New York Medical College Awarded $1,055,837 Grant by John Templeton Foundation to Study Evolutionary Transition of Organisms
A Multi-Site Study to Examine How Single-Celled Organisms Evolved into Larger, More Complex Organisms, Including Humans and Animals
New York Medical College (NYMC) was awarded $1,055,837 from the John Templeton Foundation, as part of its Science of Purpose initiative, for a multi-site study to examine how single-celled organisms evolved into larger, more complex organisms, including humans and animals. The study will be led by Stuart A. Newman, Ph.D., professor of cell biology and anatomy and of medicine, and includes collaboration with experimental, computational and mathematical biologists as well as philosophers of biology.
“Some novel features of complex organisms–the tissue layers of embryos, the segments of our vertebral columns–appear to have resulted from the inherent physical properties of certain kinds of cell clusters. But there is a thus-far unexplained role for cellular agency, the apparent capacity of cells to operate according to their own agendas. Individual cell agency is generally under tight control, ‘domesticated,’ in complex organisms, but it reemerges in cancer, for example.
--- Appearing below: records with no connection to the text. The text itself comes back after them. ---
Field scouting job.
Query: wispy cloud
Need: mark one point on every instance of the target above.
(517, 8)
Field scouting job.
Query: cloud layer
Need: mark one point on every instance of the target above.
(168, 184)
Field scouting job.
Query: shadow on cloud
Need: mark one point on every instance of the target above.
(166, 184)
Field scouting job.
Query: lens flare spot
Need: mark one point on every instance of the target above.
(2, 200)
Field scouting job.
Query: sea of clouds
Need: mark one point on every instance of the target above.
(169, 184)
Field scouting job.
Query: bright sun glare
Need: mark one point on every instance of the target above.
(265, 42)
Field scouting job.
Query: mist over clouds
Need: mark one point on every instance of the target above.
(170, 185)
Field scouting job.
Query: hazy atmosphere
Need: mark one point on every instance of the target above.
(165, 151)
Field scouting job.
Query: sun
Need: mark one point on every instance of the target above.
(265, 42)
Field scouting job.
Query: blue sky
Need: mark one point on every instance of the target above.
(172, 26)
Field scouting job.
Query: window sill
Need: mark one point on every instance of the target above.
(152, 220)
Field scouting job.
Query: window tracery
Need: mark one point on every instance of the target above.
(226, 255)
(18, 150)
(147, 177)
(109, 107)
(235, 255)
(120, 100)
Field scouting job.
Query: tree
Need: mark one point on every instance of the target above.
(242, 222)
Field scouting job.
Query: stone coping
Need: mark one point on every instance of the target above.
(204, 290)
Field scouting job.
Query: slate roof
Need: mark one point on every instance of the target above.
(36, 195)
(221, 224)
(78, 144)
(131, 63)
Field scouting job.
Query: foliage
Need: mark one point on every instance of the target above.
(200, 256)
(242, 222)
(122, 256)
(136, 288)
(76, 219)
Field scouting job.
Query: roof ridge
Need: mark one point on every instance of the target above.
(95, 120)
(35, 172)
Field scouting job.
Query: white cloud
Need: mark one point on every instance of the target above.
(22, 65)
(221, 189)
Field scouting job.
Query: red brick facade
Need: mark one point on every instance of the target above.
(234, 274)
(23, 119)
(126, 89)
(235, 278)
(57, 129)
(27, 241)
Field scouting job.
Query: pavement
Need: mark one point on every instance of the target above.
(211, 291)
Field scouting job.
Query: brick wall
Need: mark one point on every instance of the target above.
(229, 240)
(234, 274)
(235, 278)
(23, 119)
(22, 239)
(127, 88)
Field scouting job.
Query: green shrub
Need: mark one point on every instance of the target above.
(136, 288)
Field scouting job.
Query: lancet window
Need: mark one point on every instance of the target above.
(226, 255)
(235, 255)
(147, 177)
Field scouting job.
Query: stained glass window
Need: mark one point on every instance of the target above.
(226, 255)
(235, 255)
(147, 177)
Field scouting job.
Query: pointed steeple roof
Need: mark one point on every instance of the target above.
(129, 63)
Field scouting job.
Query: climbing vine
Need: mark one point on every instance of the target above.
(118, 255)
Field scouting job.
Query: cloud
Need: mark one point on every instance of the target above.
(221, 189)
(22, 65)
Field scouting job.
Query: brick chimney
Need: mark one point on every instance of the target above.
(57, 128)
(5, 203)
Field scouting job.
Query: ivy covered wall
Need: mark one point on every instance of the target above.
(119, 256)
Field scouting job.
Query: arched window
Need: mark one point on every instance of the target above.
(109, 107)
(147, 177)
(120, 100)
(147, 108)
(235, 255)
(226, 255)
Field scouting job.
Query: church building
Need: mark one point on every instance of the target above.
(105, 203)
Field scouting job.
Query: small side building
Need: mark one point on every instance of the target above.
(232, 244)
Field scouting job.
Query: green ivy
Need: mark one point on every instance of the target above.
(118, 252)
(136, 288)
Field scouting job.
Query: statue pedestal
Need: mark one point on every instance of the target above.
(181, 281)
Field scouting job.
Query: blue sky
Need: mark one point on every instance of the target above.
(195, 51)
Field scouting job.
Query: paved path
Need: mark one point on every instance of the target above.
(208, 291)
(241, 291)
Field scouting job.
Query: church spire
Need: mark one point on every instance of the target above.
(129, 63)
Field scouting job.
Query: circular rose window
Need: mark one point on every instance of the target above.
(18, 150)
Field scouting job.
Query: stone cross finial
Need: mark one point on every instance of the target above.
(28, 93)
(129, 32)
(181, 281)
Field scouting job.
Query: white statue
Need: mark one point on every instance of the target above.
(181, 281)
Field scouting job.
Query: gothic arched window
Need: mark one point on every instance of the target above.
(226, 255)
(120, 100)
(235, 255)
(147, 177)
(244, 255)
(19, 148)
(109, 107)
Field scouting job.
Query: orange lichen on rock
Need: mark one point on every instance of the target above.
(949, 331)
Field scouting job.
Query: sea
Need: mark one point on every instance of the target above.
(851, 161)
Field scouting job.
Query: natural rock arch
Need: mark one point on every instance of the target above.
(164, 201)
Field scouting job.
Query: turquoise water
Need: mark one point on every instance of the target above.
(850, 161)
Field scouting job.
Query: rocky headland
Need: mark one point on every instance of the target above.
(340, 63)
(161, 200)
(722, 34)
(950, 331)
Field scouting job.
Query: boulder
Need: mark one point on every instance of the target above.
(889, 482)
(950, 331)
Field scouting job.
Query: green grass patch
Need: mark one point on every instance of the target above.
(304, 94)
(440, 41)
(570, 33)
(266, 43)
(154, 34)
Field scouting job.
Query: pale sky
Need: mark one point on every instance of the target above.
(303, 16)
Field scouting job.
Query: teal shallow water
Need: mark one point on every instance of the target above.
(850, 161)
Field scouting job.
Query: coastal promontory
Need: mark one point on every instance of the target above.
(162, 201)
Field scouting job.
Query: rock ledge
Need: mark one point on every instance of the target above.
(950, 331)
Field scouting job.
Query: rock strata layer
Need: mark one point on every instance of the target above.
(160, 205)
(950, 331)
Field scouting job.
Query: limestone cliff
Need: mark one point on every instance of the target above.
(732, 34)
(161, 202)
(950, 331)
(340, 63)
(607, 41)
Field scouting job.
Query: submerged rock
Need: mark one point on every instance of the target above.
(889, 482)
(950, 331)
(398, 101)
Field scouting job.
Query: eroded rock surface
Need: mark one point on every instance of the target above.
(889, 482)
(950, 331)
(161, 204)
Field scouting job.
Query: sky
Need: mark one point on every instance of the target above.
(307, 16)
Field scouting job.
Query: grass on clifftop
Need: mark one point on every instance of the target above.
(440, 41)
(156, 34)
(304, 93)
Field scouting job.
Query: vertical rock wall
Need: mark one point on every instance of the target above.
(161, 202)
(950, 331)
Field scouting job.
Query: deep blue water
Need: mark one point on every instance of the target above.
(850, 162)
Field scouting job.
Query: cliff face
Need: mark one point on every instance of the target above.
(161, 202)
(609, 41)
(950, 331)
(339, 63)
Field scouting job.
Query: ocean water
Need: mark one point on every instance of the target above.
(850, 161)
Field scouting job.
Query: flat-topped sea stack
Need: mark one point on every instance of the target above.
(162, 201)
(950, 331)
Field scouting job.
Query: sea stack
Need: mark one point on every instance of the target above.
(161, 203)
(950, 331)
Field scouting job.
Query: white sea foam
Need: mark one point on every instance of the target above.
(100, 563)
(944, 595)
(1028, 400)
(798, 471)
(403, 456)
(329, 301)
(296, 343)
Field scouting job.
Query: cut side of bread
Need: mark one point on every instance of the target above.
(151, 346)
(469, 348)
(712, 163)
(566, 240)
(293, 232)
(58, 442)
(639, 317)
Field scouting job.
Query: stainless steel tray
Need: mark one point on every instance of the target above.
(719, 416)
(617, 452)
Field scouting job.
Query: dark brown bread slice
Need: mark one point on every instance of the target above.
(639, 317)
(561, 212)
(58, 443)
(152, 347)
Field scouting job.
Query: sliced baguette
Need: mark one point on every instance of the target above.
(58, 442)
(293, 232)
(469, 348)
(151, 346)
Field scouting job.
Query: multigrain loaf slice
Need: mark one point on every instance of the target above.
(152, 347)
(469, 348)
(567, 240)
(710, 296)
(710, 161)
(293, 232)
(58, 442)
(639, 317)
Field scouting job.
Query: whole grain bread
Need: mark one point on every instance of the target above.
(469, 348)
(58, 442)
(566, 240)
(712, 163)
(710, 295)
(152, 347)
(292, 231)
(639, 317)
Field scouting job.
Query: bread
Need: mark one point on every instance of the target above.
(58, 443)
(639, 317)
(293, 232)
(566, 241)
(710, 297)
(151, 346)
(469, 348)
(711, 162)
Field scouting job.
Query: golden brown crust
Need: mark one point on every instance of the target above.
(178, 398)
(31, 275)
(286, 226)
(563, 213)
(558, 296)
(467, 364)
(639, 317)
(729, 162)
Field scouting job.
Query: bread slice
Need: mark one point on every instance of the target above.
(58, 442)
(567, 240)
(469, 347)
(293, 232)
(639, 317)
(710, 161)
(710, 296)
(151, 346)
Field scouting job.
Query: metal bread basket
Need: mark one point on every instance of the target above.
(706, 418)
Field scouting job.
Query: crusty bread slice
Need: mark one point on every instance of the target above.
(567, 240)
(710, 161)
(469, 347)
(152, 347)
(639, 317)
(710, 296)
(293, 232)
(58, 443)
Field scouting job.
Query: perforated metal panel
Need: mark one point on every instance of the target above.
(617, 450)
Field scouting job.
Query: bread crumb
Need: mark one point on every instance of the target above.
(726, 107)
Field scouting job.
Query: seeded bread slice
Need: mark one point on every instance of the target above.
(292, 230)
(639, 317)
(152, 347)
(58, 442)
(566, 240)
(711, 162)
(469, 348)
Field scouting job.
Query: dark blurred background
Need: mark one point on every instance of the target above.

We are hoping to learn how evolution tames cell agency, and how, in some pathologies, cells may reacquire it,” said Dr. Newman.
The project will seek to provide experimental, computational, mathematical and philosophical characterizations of the physical conditions relevant to the transitions from cellular to multicellular agency in the evolution of development. Dr. Newman and his collaborators from the University of Texas at Austin, Western Washington University, Autonomous National University of Mexico, Indian Institute of Science and Centre for Theoretical Sciences in Bangalore will explore and test the idea that the mesoscale (i.e., middle-scale) physical properties of multicellular materials serve to scaffold and align unicellular agents during both development and evolution, across a wide range of taxa, yielding a coordinated and integrated locus of organismal agency. Because cellular populations retain the capacity to reassert their agency in cancer, this work could enable novel medical interventions though an understanding of the mutual mobilization of gene expression and physics.
“I am very pleased that the John Templeton Foundation, with the encouragement of Professor Alan Love, principal investigator of the Science in Purpose initiative, and his advisors, has endorsed the long-standing efforts by me and my colleagues to investigate and potentially reframe the relationship between developmental and evolutionary biology and cancer, and has provided sufficient resources to allow us to conduct these multidisciplinary studies at our geographically far-flung venues,” said Dr. Newman.